From hazard to recovery: Integrating drought persistence and resilience in Morocco under climate change

Drought is a slow-onset, systemic risk that impacts water, food, and socio-ecological systems, particularly in semi-arid regions under climate change. However, conventional assessments focus on hazard intensity and frequency, thereby overlooking persistence and recovery dynamics—key characteristics governing cumulative impacts and long-term resilience. To address this limitation, this study applies an integrated, process-oriented approach to Morocco, a Mediterranean climate hotspot highly vulnerable to water scarcity.
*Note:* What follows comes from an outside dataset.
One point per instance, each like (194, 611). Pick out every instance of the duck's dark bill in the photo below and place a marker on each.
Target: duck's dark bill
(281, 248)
Specifically, we employ the Standardized Precipitation Evapotranspiration Index (SPEI) to analyze historical conditions (1976–2025) and future climate projections (2030–2060, SSP3-7.0) across three complementary dimensions: the Drought Hazard Index (DHI), the Drought Persistence Index (DPI), and the Recovery–Development Ratio (RDR). Our results reveal a pronounced shift in drought characteristics. Historically, 55.85% of Morocco experienced high drought hazard, with most droughts (72.51%) exhibiting low persistence. In contrast, future projections indicate a substantial expansion of high-hazard areas (68–72%), alongside a marked increase in moderate-to-high persistence events. Most critically, slow-recovery events rise from 35.69% historically to over 50% under the future scenario, indicating more severe, persistent, and prolonged droughts that will test adaptive capacities. These evolving drought dynamics will have profound societal and sectoral consequences. Agriculture will face greater food insecurity, urban water systems will confront equity challenges, and ecosystems will risk irreversible decline. Impacts disproportionately affect vulnerable populations. Consequently, the proposed approach is essential for developing impact-based early-warning systems and stakeholder-informed, co-developed adaptation strategies capable of addressing these compounding, socially differentiated risks.